Clinical researchers in the Netherlands developed a method of superimposing an animated cartoon on a pattern stimulus. The cartoon, La Linea, depicts a single-line, talking figure with music in the background. This minimalist cartoon is optimized to minimize interference with the pattern stimulus. Although tested in adults, the study recorded gaze movements across fixation to saccades. Findings showed that, in pattern VEP, the P100 amplitude and peak time were reduced with the cartoon present compared to a standard fixation-point test. While the reduction was statistically significant, it remained within clinically acceptable limits, suggesting the cartoon superimposed on the pattern stimulus can be suitable for testing young subjects.

Pattern VEPs for gene therapy monitoring in young children

The ophthalmology field views FDA approval of Luxturna in 2017 and EMA approval in 2018 as landmark milestones for retinal gene therapy.

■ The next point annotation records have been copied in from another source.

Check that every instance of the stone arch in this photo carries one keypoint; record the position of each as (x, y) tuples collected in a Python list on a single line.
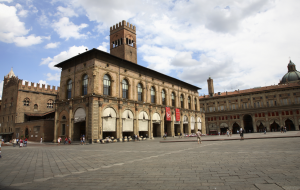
[(143, 121), (185, 119), (109, 116), (192, 123), (199, 123), (79, 115), (156, 117), (260, 121), (112, 82), (235, 128)]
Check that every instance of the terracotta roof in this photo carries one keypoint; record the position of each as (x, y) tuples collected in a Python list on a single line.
[(254, 90), (39, 114)]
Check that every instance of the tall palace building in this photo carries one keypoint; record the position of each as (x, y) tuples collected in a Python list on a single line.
[(255, 109), (104, 94)]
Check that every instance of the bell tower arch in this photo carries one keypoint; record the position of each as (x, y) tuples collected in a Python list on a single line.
[(123, 41)]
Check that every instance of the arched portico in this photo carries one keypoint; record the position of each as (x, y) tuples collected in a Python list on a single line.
[(248, 124), (109, 122), (79, 127), (235, 128), (156, 122), (127, 123), (143, 124), (289, 125)]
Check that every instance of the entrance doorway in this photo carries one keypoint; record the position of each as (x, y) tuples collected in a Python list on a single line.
[(156, 130), (177, 129), (289, 125), (260, 128), (109, 134), (235, 128), (274, 127), (79, 130), (223, 130), (248, 123), (185, 128), (26, 133)]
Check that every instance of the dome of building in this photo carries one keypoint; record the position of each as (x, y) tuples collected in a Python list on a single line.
[(292, 75)]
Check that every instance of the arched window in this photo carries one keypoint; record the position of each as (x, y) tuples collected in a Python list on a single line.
[(173, 99), (181, 101), (124, 88), (163, 97), (152, 95), (50, 104), (26, 102), (69, 89), (85, 81), (106, 85), (35, 107), (140, 92)]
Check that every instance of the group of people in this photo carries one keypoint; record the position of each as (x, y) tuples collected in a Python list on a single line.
[(21, 142), (67, 140)]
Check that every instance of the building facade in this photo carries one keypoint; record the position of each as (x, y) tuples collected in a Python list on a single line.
[(106, 94), (22, 106), (255, 109)]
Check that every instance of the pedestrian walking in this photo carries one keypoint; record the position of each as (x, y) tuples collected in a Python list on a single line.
[(0, 150), (25, 142), (199, 136), (21, 143), (14, 142)]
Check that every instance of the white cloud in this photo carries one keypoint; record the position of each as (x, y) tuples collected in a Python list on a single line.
[(52, 45), (55, 77), (23, 13), (62, 56), (12, 30), (67, 29), (29, 40), (42, 82), (43, 20), (66, 12), (103, 46)]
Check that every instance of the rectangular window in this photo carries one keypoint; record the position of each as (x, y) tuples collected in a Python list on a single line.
[(222, 108), (63, 129)]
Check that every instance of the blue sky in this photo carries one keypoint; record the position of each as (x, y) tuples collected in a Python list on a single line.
[(240, 44)]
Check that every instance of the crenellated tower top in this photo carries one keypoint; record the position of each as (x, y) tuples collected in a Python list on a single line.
[(123, 41)]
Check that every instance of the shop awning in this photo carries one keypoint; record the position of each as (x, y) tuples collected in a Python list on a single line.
[(39, 114)]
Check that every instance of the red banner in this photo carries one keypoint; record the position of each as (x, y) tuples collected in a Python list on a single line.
[(177, 111), (168, 114)]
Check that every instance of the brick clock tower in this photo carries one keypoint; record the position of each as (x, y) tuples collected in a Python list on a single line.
[(123, 41)]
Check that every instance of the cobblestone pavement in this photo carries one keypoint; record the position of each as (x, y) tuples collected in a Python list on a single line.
[(249, 164)]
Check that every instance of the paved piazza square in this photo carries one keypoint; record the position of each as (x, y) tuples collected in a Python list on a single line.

Diagnostic methods that supported Luxturna’s drug trials included full-field stimulus testing (FST) and multiluminance mobility tests (MLMT). However, both require patient participation, presenting challenges with young children. Pattern VEPs offer minimal cooperation and provide objective measures of the visual cortex. This method was evaluated as an alternative to FST and MLMT for managing young children treated with Luxturna. A retrospective study of 27 eyes in Luxturna-treated children from 2020 to 2023, conducted by researchers affiliated with Great Ormond Street Hospital, University College London, and The Tony Kriss Visual Electrophysiology Unit, reported that pattern VEPs were reproducible and showed increased amplitude after treatment.

An industry committed to advancing pediatric ophthalmology

Children who are too young to communicate their visual health are particularly vulnerable. Visual electrophysiology offers objective modalities adapted for young children. Modern protocols do not require anesthesia or mydriasis. Clinicians have demonstrated the practicality of these protocols in diagnosing and managing very young patients. Ongoing visual electrophysiology studies focused on infants and young children continue to be published, contributing to the knowledge base. The visual electrophysiology community remains dedicated to advancing pediatric ophthalmology.